Abstracts

Rationale: Neonatal seizures are the most common neurological emergency in the newborn period. They can be associated with serious neurological sequlae including, epilepsy, cerebral palsy and intellectual deficits. A diagnosis of epilepsy can lead to a significant burden of disease. Challenging complex needs can be encountered that may be reduced with earlier identification of at risk infants, leading to prompt diagnosis and optimisation of delivery of care and seizure management.

Methods: A retrospective single-centre observational study of all infants admitted to the neonatal intensive care unit at Cork University Maternity Hospital, Ireland, between 2013-2017 with the following; 1) infants greater than or equal to 37 weeks gestation, 2) requiring EEG monitoring for at least 12 hours, 3) neurodevelopmental follow up. Infants who died during the neonatal period were excluded. Ethical approval was granted from the Clinical Research Ethics Committee of the Cork Teaching Hospitals.

Results: 94 term infants at risk of seizures monitored with EEG were included; the primary aetiology was HIE (59.6%) followed by genetic or metabolic encephalopathy and stroke. In total, 28 (28.4%) infants had electrographic seizures (ES); clinical characteristics are described in Table 1. 7/94 developed post-neonatal epilepsy (PNE), 5/28 (18%) in the electrographic seizure group and 2/66 (3%) in the no-electrographic seizure group. The aetiology in all seven infants with PNE was; epileptic encephalopathy (SCN2A mutation, n=2), Tuberous Sclerosis (n=1), moderate or severe HIE (n=2), inborn error of metabolism (IEM) (n=1) and an undiagnosed condition characterised by central hypoventilation (n=1). Despite the fact that HIE was the primary aetiology of seizures in the neonatal period, only 6% of infants with moderate and severe HIE developed PNE. In contrast, 44% of infants with genetic or metabolic encephalopathy developed PNE. Three infants developed epilepsy in the neonatal period (SCN2A and IEM), three within the first year and one at 44 months. Three infants with PNE died in childhood (< than 25 months) including all those who did not have electrographic seizures (moderate HIE and IEM).

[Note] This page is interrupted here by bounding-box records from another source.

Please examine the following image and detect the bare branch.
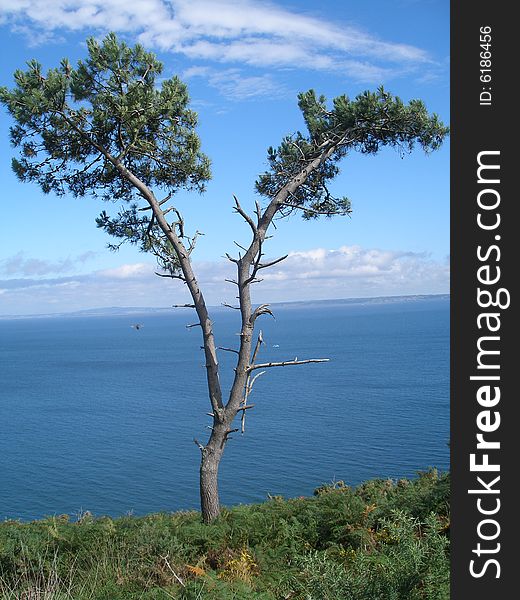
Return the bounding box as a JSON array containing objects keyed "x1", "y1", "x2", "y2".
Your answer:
[
  {"x1": 233, "y1": 194, "x2": 257, "y2": 235},
  {"x1": 225, "y1": 252, "x2": 238, "y2": 265},
  {"x1": 247, "y1": 358, "x2": 330, "y2": 371},
  {"x1": 233, "y1": 240, "x2": 247, "y2": 252},
  {"x1": 222, "y1": 302, "x2": 240, "y2": 310},
  {"x1": 155, "y1": 271, "x2": 186, "y2": 283},
  {"x1": 258, "y1": 254, "x2": 289, "y2": 269},
  {"x1": 193, "y1": 438, "x2": 205, "y2": 452},
  {"x1": 217, "y1": 346, "x2": 239, "y2": 354}
]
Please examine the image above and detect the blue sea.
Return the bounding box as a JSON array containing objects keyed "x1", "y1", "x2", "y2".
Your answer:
[{"x1": 0, "y1": 296, "x2": 449, "y2": 520}]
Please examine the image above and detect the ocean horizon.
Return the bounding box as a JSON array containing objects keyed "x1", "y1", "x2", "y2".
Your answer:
[{"x1": 0, "y1": 295, "x2": 449, "y2": 520}]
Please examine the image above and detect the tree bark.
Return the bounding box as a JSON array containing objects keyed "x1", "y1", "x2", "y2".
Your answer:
[{"x1": 199, "y1": 428, "x2": 227, "y2": 523}]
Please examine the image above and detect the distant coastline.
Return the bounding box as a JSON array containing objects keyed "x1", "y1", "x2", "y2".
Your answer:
[{"x1": 0, "y1": 294, "x2": 450, "y2": 320}]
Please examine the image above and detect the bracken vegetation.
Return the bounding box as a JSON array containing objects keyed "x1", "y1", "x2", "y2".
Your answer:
[{"x1": 0, "y1": 470, "x2": 450, "y2": 600}]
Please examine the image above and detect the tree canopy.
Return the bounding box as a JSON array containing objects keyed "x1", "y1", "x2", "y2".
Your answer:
[{"x1": 0, "y1": 34, "x2": 448, "y2": 522}]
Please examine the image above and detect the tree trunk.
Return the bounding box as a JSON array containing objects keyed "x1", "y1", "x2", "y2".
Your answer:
[{"x1": 200, "y1": 436, "x2": 225, "y2": 523}]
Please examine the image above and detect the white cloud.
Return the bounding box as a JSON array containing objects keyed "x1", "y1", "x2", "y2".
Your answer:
[
  {"x1": 0, "y1": 0, "x2": 433, "y2": 83},
  {"x1": 0, "y1": 252, "x2": 96, "y2": 277},
  {"x1": 183, "y1": 66, "x2": 287, "y2": 100},
  {"x1": 0, "y1": 246, "x2": 449, "y2": 314}
]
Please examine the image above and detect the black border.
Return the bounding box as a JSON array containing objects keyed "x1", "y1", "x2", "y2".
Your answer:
[{"x1": 450, "y1": 0, "x2": 520, "y2": 600}]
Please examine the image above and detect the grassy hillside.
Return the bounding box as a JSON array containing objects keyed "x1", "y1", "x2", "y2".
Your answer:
[{"x1": 0, "y1": 470, "x2": 449, "y2": 600}]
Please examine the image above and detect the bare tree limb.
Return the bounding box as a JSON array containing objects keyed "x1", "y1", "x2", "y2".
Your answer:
[
  {"x1": 247, "y1": 358, "x2": 330, "y2": 371},
  {"x1": 258, "y1": 254, "x2": 289, "y2": 269},
  {"x1": 233, "y1": 194, "x2": 257, "y2": 235},
  {"x1": 217, "y1": 346, "x2": 238, "y2": 354}
]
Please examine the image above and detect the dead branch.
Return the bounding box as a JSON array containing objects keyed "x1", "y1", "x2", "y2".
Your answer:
[
  {"x1": 233, "y1": 194, "x2": 257, "y2": 235},
  {"x1": 155, "y1": 271, "x2": 186, "y2": 283},
  {"x1": 247, "y1": 358, "x2": 330, "y2": 371},
  {"x1": 258, "y1": 254, "x2": 289, "y2": 269},
  {"x1": 217, "y1": 346, "x2": 239, "y2": 354},
  {"x1": 222, "y1": 302, "x2": 240, "y2": 310}
]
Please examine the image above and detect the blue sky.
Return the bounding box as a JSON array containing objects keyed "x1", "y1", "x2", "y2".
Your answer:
[{"x1": 0, "y1": 0, "x2": 449, "y2": 315}]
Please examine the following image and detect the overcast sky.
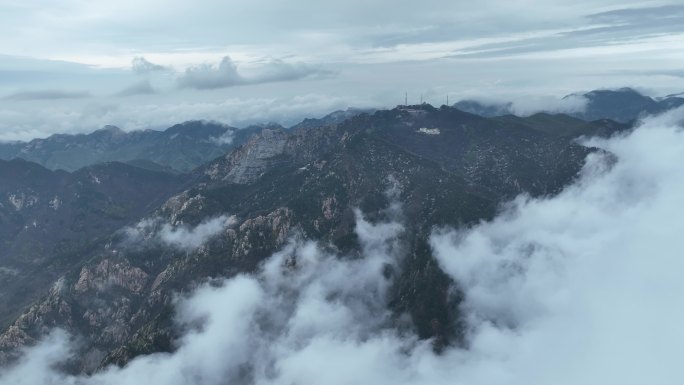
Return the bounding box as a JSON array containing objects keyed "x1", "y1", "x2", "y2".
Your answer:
[{"x1": 0, "y1": 0, "x2": 684, "y2": 140}]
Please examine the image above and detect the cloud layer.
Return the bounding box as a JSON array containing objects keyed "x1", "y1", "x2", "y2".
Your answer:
[
  {"x1": 0, "y1": 109, "x2": 684, "y2": 385},
  {"x1": 177, "y1": 56, "x2": 330, "y2": 90}
]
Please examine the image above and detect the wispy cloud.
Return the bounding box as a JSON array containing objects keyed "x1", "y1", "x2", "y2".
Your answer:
[
  {"x1": 116, "y1": 80, "x2": 156, "y2": 96},
  {"x1": 177, "y1": 56, "x2": 332, "y2": 90},
  {"x1": 131, "y1": 56, "x2": 169, "y2": 75},
  {"x1": 0, "y1": 108, "x2": 684, "y2": 385},
  {"x1": 4, "y1": 90, "x2": 92, "y2": 101}
]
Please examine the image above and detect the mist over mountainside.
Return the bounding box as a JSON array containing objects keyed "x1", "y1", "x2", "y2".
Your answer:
[
  {"x1": 454, "y1": 88, "x2": 684, "y2": 123},
  {"x1": 0, "y1": 106, "x2": 684, "y2": 385},
  {"x1": 0, "y1": 105, "x2": 629, "y2": 372},
  {"x1": 0, "y1": 0, "x2": 684, "y2": 385},
  {"x1": 0, "y1": 89, "x2": 648, "y2": 173},
  {"x1": 0, "y1": 109, "x2": 372, "y2": 173}
]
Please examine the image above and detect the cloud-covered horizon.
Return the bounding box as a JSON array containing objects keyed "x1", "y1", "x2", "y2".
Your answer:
[
  {"x1": 0, "y1": 0, "x2": 684, "y2": 137},
  {"x1": 0, "y1": 108, "x2": 684, "y2": 385},
  {"x1": 176, "y1": 56, "x2": 332, "y2": 90}
]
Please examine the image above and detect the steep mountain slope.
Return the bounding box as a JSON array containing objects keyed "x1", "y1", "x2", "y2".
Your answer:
[
  {"x1": 0, "y1": 121, "x2": 259, "y2": 172},
  {"x1": 0, "y1": 105, "x2": 620, "y2": 371},
  {"x1": 0, "y1": 160, "x2": 185, "y2": 325}
]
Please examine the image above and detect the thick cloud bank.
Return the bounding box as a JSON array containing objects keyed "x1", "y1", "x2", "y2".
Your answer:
[{"x1": 0, "y1": 109, "x2": 684, "y2": 385}]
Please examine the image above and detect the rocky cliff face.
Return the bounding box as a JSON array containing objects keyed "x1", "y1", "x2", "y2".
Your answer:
[{"x1": 0, "y1": 106, "x2": 624, "y2": 371}]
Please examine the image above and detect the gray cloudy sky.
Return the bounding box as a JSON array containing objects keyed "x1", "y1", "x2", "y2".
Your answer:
[{"x1": 0, "y1": 0, "x2": 684, "y2": 140}]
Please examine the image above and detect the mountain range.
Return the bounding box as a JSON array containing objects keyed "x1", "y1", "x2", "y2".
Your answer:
[
  {"x1": 454, "y1": 88, "x2": 684, "y2": 123},
  {"x1": 0, "y1": 91, "x2": 660, "y2": 373}
]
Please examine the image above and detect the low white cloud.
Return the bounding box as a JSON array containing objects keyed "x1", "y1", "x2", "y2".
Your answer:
[
  {"x1": 0, "y1": 108, "x2": 684, "y2": 385},
  {"x1": 131, "y1": 56, "x2": 169, "y2": 75},
  {"x1": 511, "y1": 95, "x2": 588, "y2": 116},
  {"x1": 177, "y1": 56, "x2": 332, "y2": 90},
  {"x1": 123, "y1": 215, "x2": 236, "y2": 251},
  {"x1": 4, "y1": 90, "x2": 91, "y2": 101},
  {"x1": 116, "y1": 80, "x2": 156, "y2": 96},
  {"x1": 0, "y1": 94, "x2": 364, "y2": 141},
  {"x1": 211, "y1": 129, "x2": 235, "y2": 145}
]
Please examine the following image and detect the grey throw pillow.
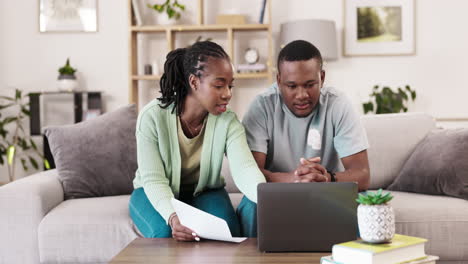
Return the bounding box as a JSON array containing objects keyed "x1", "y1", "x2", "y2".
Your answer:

Conclusions: Epilepsy is a serious neurological complication following neonatal encephalopathy. We have shown that post-neonatal epilepsy is higher in infants admitted to the NICU following electrographic confirmed seizures 18% vs 3%. Genetic or metabolic encephalopathy contributed the highest number of cases and all had electrographic seizures in the neonatal period. Only two infants developed PNE following HIE. Neonatal electrographic seizures present a clear risk for later PNE, particularly in infants with genetic and metabolic encephalopathy.

Funding: Please list any funding that was received in support of this abstract.: Carol Stephens is a clinical research fellow with INFANT Cork.